The Competition Tribunal yesterday clarified why it had only granted Northam Platinum limited rights to participate in the merger proceedings of Impala Platinum (Implats) and Royal Bafokeng Platinum (RBPlat), saying “on the public interest grounds, we found that Northam has little to add”.
This as it noted that, as a rival bidder for RBPlats, Northam had every incentive to delay and scupper the deal.
It has been battle royal between Implats and Northam to acquire RBPlat, but Implats got the upper hand.
This as Implats on Monday bought more shares in RBPlat, taking its shareholding to 37.93 percent of RBPlat’s shares in issue, with its sites set on buying more, while Northam has a 34 percent interest in RBPlat.
Earlier this year when the Competition Commission had recommended to the Tribunal that the deal be approved, Northam sought to intervene in merger proceedings. But both Implats and RBPlat tried to scupper this move.
The Tribunal granted Northam’s participation in the merger proceedings, but it was limited to making written and oral submissions on the vertical effects of the proposed merger, including the effect on competition in the local upstream market for the production and sale of primary concentrate; and the extent to which the merger effects could be prejudicial to junior miners in South Africa.
The hearings were heard last month.
The Tribunal said yesterday: “As a rival bidder for RBPlats, Northam has every incentive to delay and scupper the deal.

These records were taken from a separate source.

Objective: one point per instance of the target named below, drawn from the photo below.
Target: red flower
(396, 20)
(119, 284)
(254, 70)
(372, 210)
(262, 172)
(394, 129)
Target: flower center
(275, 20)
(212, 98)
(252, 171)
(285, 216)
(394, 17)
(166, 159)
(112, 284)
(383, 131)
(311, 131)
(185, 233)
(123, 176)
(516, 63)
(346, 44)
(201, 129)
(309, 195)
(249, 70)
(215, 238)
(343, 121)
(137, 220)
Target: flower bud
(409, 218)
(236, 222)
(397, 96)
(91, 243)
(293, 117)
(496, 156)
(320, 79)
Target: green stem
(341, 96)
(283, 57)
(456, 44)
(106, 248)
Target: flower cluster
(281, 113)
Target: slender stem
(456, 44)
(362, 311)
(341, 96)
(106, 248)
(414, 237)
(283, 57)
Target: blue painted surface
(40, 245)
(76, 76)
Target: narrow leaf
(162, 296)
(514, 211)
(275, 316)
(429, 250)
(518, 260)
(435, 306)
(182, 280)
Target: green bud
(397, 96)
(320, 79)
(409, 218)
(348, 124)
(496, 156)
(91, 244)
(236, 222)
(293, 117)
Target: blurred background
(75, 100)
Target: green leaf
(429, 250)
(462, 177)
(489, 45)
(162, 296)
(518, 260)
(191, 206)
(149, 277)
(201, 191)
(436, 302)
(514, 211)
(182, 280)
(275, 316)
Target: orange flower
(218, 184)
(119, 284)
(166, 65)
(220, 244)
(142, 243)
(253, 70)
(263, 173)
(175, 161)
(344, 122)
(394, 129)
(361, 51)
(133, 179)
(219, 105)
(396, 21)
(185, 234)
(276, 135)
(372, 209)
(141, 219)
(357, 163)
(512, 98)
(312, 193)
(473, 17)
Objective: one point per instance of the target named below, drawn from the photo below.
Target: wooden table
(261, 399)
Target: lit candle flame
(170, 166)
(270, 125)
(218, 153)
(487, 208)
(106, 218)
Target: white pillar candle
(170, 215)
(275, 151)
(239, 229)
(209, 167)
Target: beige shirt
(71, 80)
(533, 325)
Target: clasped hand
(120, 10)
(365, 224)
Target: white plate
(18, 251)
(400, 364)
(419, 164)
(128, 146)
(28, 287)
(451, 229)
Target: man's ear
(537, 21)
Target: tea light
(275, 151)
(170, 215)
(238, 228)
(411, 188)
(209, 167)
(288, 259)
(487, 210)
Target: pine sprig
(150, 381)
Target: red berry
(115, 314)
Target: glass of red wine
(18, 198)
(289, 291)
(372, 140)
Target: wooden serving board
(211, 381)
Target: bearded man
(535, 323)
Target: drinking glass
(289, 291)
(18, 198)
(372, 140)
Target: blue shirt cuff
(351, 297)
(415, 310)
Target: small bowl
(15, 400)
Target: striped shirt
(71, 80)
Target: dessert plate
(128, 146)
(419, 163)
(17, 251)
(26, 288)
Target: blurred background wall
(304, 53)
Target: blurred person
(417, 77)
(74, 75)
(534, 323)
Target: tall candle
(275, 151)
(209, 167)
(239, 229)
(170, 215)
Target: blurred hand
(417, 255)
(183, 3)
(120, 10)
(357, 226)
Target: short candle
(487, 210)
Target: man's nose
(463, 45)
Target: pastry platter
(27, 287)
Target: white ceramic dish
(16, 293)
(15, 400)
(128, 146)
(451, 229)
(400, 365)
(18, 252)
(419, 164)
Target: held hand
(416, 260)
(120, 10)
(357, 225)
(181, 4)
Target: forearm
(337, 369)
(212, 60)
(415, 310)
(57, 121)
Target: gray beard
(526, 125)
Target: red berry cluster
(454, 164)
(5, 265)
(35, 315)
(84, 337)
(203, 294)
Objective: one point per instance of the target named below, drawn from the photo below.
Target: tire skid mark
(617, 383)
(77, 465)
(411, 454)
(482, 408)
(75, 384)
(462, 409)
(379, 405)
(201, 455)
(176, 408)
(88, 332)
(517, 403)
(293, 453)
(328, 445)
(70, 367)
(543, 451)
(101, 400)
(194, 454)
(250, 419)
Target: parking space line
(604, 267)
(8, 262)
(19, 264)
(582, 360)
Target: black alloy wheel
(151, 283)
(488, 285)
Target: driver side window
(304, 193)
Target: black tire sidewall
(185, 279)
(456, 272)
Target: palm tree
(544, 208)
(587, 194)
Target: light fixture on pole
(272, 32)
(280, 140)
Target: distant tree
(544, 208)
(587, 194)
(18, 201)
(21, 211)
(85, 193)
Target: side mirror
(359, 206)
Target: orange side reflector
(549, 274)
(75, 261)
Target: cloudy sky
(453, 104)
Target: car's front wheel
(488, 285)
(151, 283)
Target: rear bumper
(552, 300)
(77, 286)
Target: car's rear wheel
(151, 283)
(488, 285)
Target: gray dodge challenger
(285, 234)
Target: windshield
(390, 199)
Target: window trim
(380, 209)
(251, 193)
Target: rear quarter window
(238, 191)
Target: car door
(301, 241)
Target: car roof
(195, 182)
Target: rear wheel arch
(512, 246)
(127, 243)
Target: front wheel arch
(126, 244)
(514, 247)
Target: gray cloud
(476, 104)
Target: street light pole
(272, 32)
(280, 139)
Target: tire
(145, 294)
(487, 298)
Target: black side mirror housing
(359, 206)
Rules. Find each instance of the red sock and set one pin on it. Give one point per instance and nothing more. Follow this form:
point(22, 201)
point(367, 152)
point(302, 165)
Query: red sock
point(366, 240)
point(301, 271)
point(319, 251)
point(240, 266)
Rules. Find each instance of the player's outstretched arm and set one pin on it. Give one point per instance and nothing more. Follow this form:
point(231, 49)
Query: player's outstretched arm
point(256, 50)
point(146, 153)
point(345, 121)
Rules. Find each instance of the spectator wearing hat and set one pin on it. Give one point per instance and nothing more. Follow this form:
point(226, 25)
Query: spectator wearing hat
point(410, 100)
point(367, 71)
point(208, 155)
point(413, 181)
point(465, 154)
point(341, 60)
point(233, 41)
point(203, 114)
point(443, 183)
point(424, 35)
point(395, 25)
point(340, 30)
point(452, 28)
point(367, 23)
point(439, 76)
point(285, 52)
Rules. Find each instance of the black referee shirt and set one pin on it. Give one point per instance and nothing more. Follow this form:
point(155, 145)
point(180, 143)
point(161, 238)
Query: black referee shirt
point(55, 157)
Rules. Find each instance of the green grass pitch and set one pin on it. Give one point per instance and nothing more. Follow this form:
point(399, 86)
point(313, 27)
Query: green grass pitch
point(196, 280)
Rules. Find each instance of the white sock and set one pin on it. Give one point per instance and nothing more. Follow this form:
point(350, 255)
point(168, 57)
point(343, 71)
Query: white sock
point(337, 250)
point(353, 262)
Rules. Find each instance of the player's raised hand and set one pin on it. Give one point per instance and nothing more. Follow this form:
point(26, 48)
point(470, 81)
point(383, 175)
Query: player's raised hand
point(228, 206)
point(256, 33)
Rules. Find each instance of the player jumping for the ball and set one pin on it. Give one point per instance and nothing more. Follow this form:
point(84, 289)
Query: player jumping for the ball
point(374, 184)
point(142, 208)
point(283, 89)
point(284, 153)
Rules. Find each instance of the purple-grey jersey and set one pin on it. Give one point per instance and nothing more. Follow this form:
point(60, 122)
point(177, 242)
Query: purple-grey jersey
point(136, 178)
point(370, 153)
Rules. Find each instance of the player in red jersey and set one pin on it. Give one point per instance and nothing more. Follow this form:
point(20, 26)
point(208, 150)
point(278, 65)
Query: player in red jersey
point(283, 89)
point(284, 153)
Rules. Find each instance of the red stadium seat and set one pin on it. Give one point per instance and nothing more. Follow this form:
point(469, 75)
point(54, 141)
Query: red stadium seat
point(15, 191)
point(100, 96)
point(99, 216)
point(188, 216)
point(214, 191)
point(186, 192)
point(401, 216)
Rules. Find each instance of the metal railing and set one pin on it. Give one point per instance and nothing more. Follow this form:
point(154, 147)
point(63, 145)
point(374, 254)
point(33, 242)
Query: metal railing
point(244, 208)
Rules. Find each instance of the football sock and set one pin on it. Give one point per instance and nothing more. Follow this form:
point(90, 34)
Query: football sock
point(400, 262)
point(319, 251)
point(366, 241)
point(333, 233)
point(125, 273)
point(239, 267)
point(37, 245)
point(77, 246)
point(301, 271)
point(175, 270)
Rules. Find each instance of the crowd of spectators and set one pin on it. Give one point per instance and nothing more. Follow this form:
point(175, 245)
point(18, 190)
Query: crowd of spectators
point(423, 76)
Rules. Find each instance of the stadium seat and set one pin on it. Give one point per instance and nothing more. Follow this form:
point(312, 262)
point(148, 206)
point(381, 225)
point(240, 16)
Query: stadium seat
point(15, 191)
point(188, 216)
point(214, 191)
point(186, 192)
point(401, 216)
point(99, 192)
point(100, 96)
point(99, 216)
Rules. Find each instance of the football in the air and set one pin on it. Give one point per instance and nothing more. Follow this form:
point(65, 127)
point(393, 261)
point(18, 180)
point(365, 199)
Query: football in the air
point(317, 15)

It is aware that Implats’ public offer is time-sensitive with a longstop date of August 8, 2022.
“Furthermore, Northam as a rival bidder also stands the most to gain, commercially, than any other market participant, from access to Implats’ confidential information, which in this case would include competitively sensitive information,” the Tribunal said.
However, yesterday it shot down the junior miner public interest concerns among multiple other arguments by Northam to have been granted greater access to the proceedings.
Of note, it said that the fact that Northam was a rival bidder was relevant to the exercise of its discretion in this matter, balanced against the possible assistance an intervenor could provide it with.
The Tribunal said although Northam had conceded that it was a rival bidder, the firm had “went as far as suggesting” that the Tribunal ought to delay the assessment of the proposed merger, wait until the Commission had completed its assessment of the Northam proposed merger, and then somehow consolidate the two matters into one hearing at some future date - a point which it later disavowed during argument, the Tribunal said.
It also said, “There is no certainty that Northam will be allowed to submit a separate merger filing under Commission Rule 28, so the Commission’s investigation into its transaction has not taken place. Moreover, there is no legal basis for such a consolidation of merger proceedings at the Tribunal between two rivals as if this was a bidding process for a licence.
“The Tribunal is enjoined to assess the effects of a particular merger as set out in section 12A, and not to choose between winners and losers in a bidding war.“
The Tribunal said it had allowed Northam limited rights to participate because its unique position in the market could assist it in improving its understanding of the market dynamics at a local level.
It said Northam was a miner that straddled the gap between the junior and major players. As a mid-sized miner, it was both a customer of the larger players and a supplier to the smaller junior players.
“In balancing the potential delays, were Northam to be granted the full suite of procedural rights against the degree of assistance that Northam as a mid-level miner, who is both customer of the larger players and supplier to the junior miners, could provide us with, we have limited its participation to grant it entry on the issues that will be of most assistance to the Tribunal’s deliberation, while limiting Northam’s access to the confidential recommendation,” it concluded.